Neither Israeli nor German circles would reveal immediately after the conference the substance of what the long talks entailed. The two statesmen conferred, each in his own language, Mr. Ben-Gurion using Arieh Manor, Israeli Economic Minister in New York, as his translator.

At a luncheon tendered Dr. Adenauer yesterday by the American Council on Germany, the Chancellor told 100 Americans–including Jewish leaders–that “the spirit of Germany today is far from being anti-Semitic or Nazi. ” He pledged that none of West Germany’s Jews “will suffer any harm or damage. ” A feature of the luncheon was the reading of the benediction in Hebrew and in English by Rabbi Joachim Prinz, of Newark, who is president of the American Jewish Congress.
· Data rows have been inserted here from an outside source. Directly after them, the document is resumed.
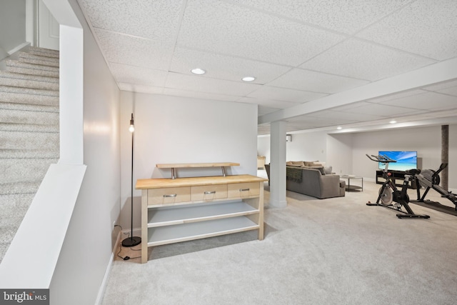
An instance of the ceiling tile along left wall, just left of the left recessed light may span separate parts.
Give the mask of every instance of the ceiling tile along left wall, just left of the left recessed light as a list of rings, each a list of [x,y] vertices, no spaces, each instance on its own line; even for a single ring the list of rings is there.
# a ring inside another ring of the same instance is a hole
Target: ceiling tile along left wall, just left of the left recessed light
[[[168,72],[129,66],[125,64],[110,64],[111,72],[119,83],[141,84],[146,86],[164,86]]]

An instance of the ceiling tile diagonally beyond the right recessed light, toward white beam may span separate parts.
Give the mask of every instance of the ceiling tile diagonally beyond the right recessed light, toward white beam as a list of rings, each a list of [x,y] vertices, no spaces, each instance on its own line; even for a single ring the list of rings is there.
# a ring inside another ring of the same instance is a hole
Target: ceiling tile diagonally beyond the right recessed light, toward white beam
[[[296,103],[304,103],[326,94],[318,94],[309,91],[301,91],[294,89],[278,88],[273,86],[261,86],[256,91],[248,94],[248,97],[256,97],[258,99],[274,99],[278,101],[293,101]]]

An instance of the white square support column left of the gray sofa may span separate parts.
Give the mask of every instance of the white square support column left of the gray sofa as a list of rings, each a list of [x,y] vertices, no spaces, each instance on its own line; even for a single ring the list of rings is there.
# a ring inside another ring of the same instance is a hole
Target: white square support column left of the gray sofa
[[[270,125],[270,206],[284,208],[286,201],[286,122]]]

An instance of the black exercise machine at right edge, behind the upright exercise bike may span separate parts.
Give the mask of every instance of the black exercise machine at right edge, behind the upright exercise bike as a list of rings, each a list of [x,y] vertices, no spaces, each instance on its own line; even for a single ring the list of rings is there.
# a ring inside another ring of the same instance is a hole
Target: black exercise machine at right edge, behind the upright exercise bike
[[[446,169],[446,166],[448,166],[447,163],[442,163],[440,165],[440,168],[437,169],[436,171],[433,171],[433,169],[424,169],[420,173],[414,175],[414,178],[416,179],[416,186],[417,186],[417,200],[411,200],[411,202],[423,202],[426,204],[434,203],[434,204],[439,204],[439,202],[436,201],[430,201],[430,200],[425,200],[426,195],[430,189],[434,189],[435,191],[438,191],[439,194],[441,194],[442,197],[449,199],[453,204],[456,205],[455,210],[457,211],[457,196],[456,194],[452,194],[451,191],[447,191],[446,189],[443,189],[439,184],[440,184],[440,172],[443,169]],[[423,195],[421,196],[421,186],[424,186],[426,190],[423,192]]]

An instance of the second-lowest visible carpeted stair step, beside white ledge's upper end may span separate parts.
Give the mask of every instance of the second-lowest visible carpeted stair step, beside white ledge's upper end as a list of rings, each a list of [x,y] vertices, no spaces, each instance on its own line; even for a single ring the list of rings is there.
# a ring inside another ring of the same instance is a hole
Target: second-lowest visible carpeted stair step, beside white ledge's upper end
[[[51,164],[58,159],[2,159],[0,162],[0,184],[41,181]]]

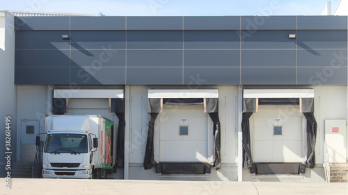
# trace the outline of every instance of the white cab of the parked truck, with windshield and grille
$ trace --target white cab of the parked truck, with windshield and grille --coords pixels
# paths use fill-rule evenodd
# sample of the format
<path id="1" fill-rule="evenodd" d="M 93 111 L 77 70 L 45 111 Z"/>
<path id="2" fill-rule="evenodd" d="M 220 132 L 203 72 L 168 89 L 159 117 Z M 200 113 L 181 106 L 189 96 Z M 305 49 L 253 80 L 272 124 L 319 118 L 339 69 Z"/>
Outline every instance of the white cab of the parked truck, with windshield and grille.
<path id="1" fill-rule="evenodd" d="M 54 131 L 47 134 L 42 156 L 44 178 L 90 178 L 92 135 L 88 131 Z"/>

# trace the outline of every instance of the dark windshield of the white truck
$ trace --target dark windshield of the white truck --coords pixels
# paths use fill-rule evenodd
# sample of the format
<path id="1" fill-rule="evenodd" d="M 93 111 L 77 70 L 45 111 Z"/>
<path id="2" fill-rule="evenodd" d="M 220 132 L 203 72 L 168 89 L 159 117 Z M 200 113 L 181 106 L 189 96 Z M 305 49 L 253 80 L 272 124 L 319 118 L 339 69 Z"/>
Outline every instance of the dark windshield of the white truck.
<path id="1" fill-rule="evenodd" d="M 47 135 L 45 153 L 87 153 L 87 135 L 50 134 Z"/>

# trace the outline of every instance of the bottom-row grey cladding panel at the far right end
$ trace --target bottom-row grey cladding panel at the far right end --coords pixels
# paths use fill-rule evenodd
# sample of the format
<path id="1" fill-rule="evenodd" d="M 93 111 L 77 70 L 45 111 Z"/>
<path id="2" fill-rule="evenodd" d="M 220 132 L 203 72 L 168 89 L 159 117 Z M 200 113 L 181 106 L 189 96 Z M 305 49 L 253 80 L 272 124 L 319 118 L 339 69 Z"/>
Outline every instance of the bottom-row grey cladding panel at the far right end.
<path id="1" fill-rule="evenodd" d="M 347 67 L 299 67 L 298 85 L 347 85 Z"/>

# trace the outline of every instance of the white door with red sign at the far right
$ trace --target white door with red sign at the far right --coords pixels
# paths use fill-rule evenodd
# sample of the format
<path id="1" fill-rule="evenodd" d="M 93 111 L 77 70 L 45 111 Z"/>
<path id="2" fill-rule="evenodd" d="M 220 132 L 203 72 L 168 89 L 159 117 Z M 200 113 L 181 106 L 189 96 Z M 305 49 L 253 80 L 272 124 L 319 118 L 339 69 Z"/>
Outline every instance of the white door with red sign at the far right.
<path id="1" fill-rule="evenodd" d="M 329 162 L 347 162 L 347 121 L 325 120 L 325 142 Z"/>

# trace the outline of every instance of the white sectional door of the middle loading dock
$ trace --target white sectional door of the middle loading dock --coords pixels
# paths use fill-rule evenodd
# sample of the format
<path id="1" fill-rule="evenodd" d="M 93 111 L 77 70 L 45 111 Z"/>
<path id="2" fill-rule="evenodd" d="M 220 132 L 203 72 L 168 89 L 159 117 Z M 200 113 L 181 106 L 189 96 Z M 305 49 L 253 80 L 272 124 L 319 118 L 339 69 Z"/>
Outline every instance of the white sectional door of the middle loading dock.
<path id="1" fill-rule="evenodd" d="M 207 162 L 208 117 L 203 105 L 164 105 L 157 117 L 159 161 Z"/>

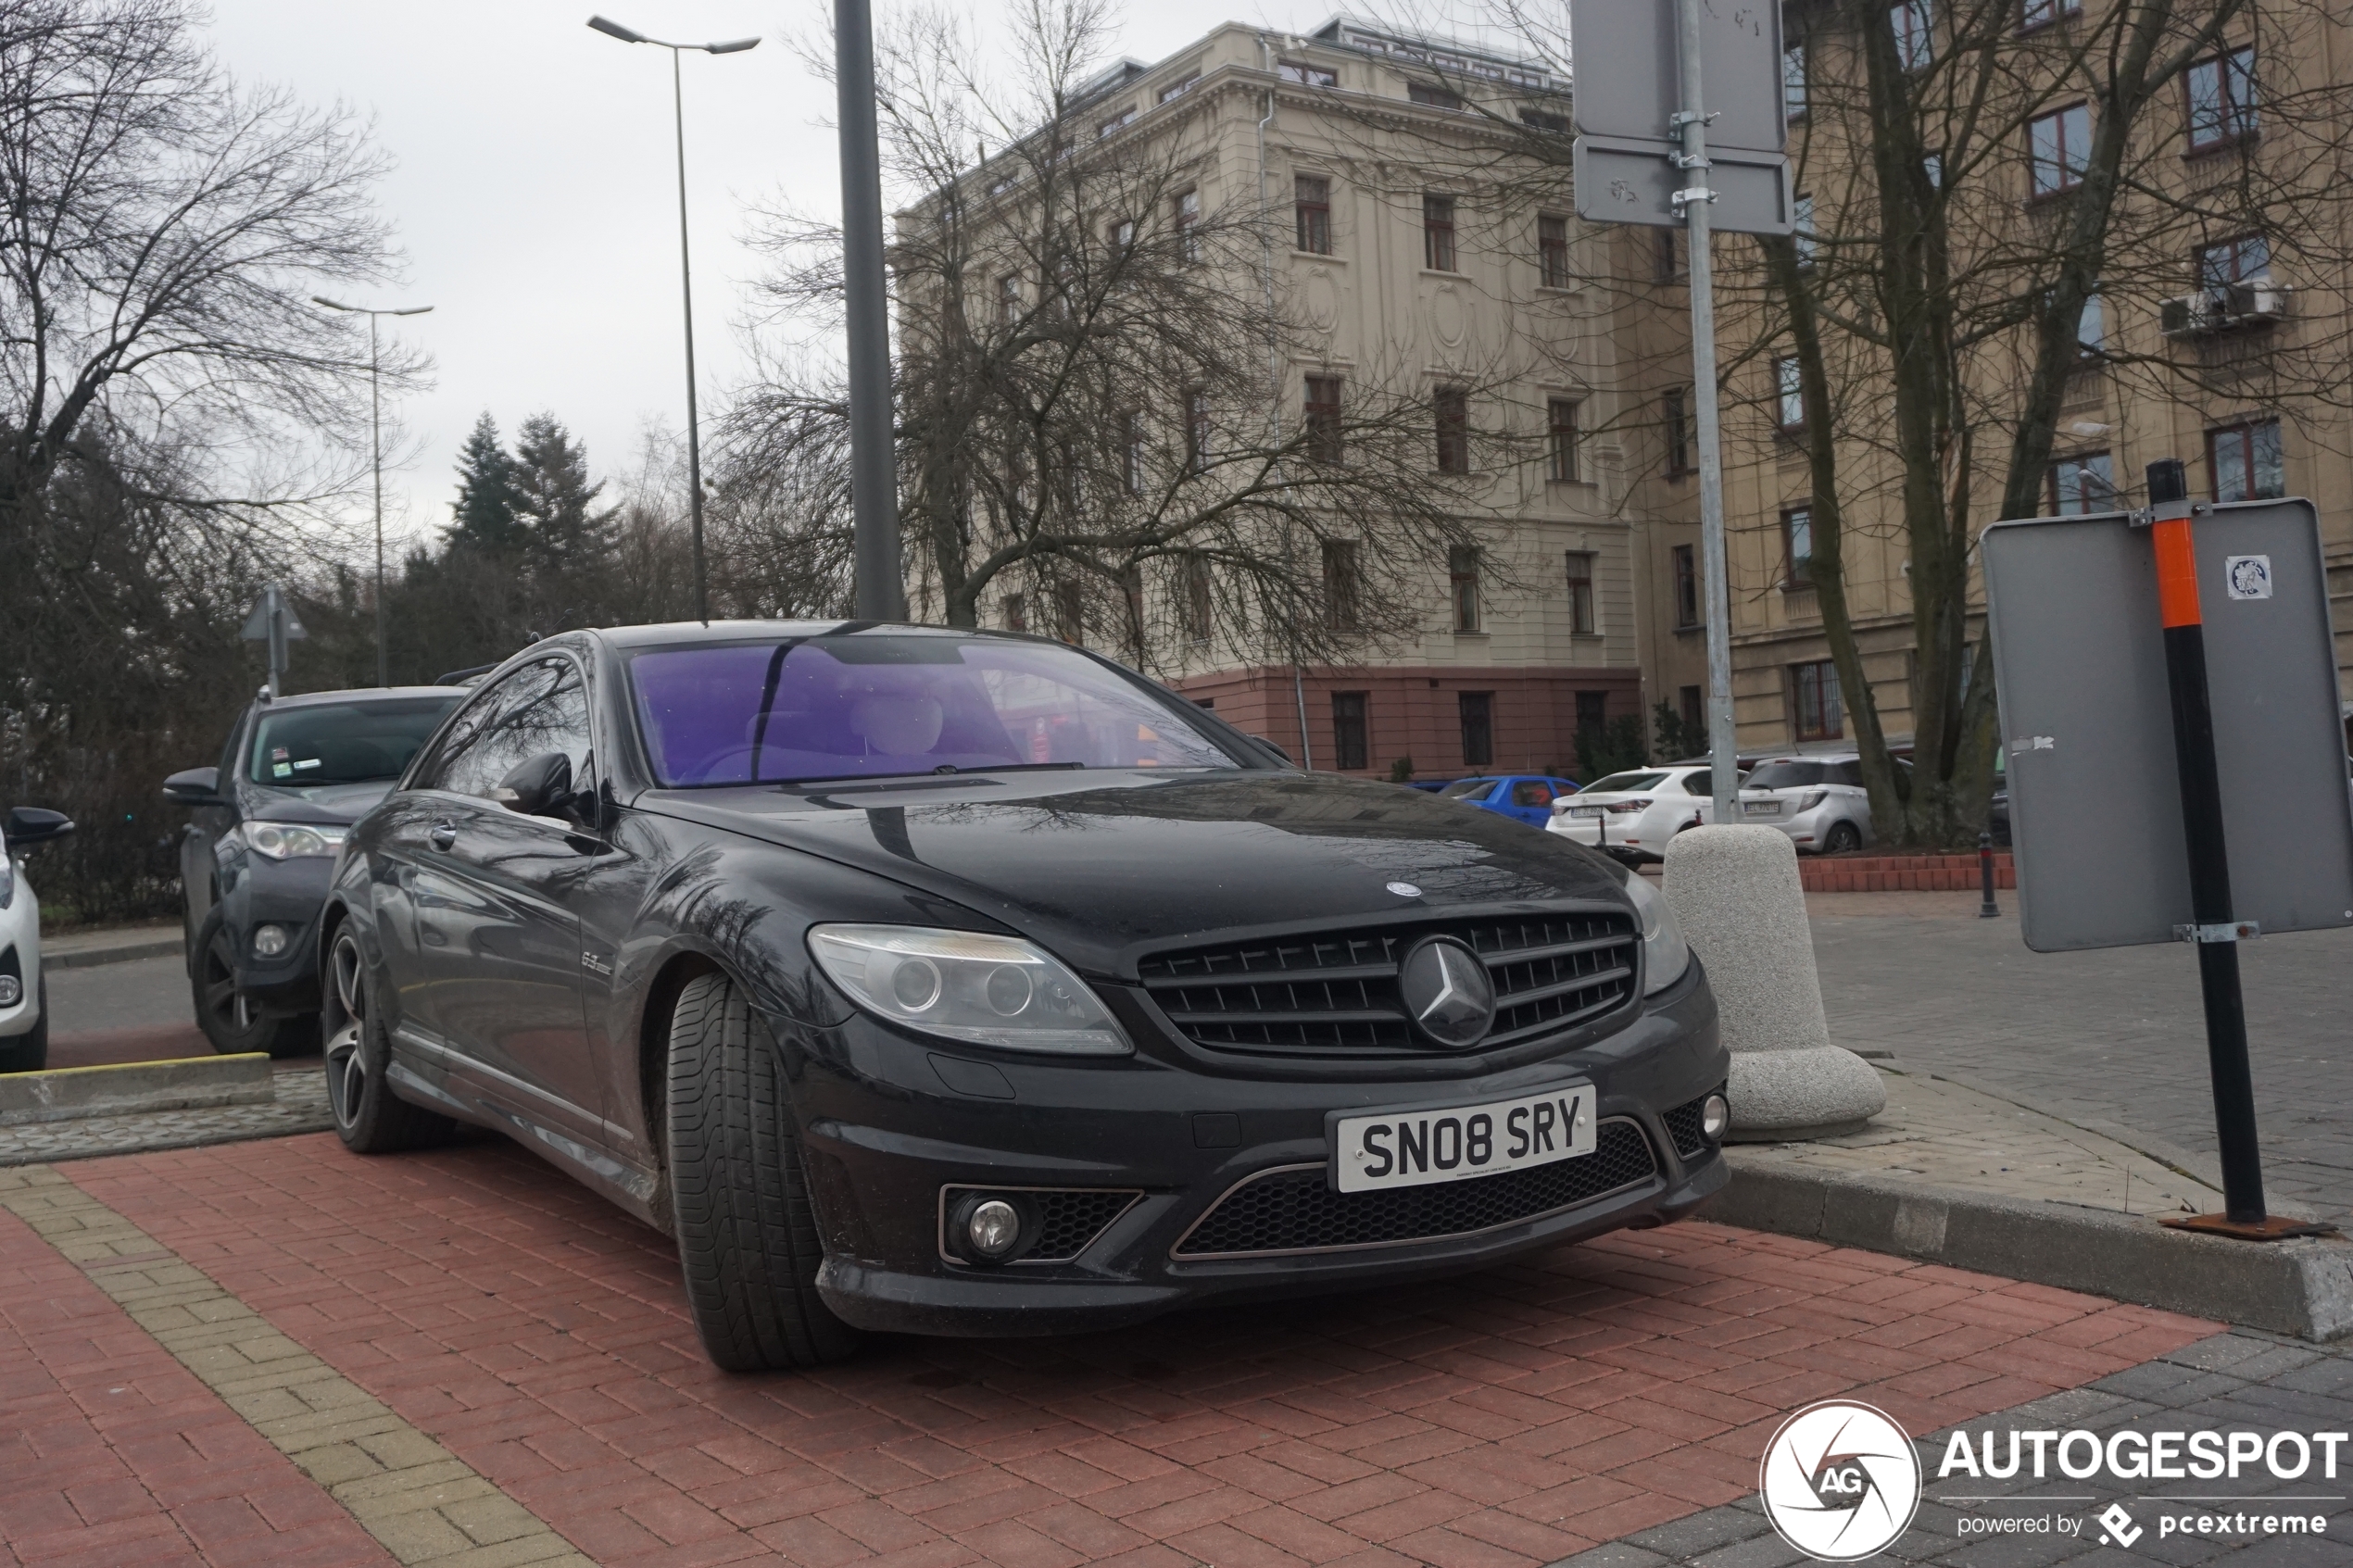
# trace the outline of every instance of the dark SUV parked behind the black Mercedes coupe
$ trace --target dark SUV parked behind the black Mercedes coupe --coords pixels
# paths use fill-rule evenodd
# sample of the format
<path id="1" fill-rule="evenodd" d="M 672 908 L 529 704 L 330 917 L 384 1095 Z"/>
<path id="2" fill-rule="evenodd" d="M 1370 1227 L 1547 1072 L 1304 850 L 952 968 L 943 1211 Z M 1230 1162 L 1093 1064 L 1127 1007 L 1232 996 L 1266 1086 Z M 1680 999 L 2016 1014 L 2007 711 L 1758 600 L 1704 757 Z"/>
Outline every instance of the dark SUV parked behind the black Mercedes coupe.
<path id="1" fill-rule="evenodd" d="M 261 698 L 238 715 L 219 766 L 162 780 L 165 799 L 195 806 L 179 879 L 195 1023 L 214 1051 L 318 1046 L 311 931 L 334 853 L 464 696 L 369 686 Z"/>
Felix von Eckardt, State Secretary of the Bonn Government and Dr. Adenauer’s ranking spokesman, told newspapermen at a luncheon tendered to him by the United Nations Correspondents Association, that the question of German diplomatic relations with Israel was “not discussed or raised” at this morning’s Ben-Gurion-Adenauer meeting. “Both the Chancellor and Mr. Ben-Gurion feel this is not the real problem, ” Mr. von Eckardt said. “There are many other German-Israeli problems that are more important. “

Asked what the German Government was doing to speed the process of indemnifying victims of Nazism, Mr. von Eckardt said: “Not only I, but the entire Federal Government, regrets deeply that the process of indemnification takes so much time. The Federal Chancellor has already conferred on this matter with the Minister Presidents and the Finance Ministers of the German states in an effort to speed indemnification and will meet them again on this matter. The Federal Government will do all it can to hasten indemnification.”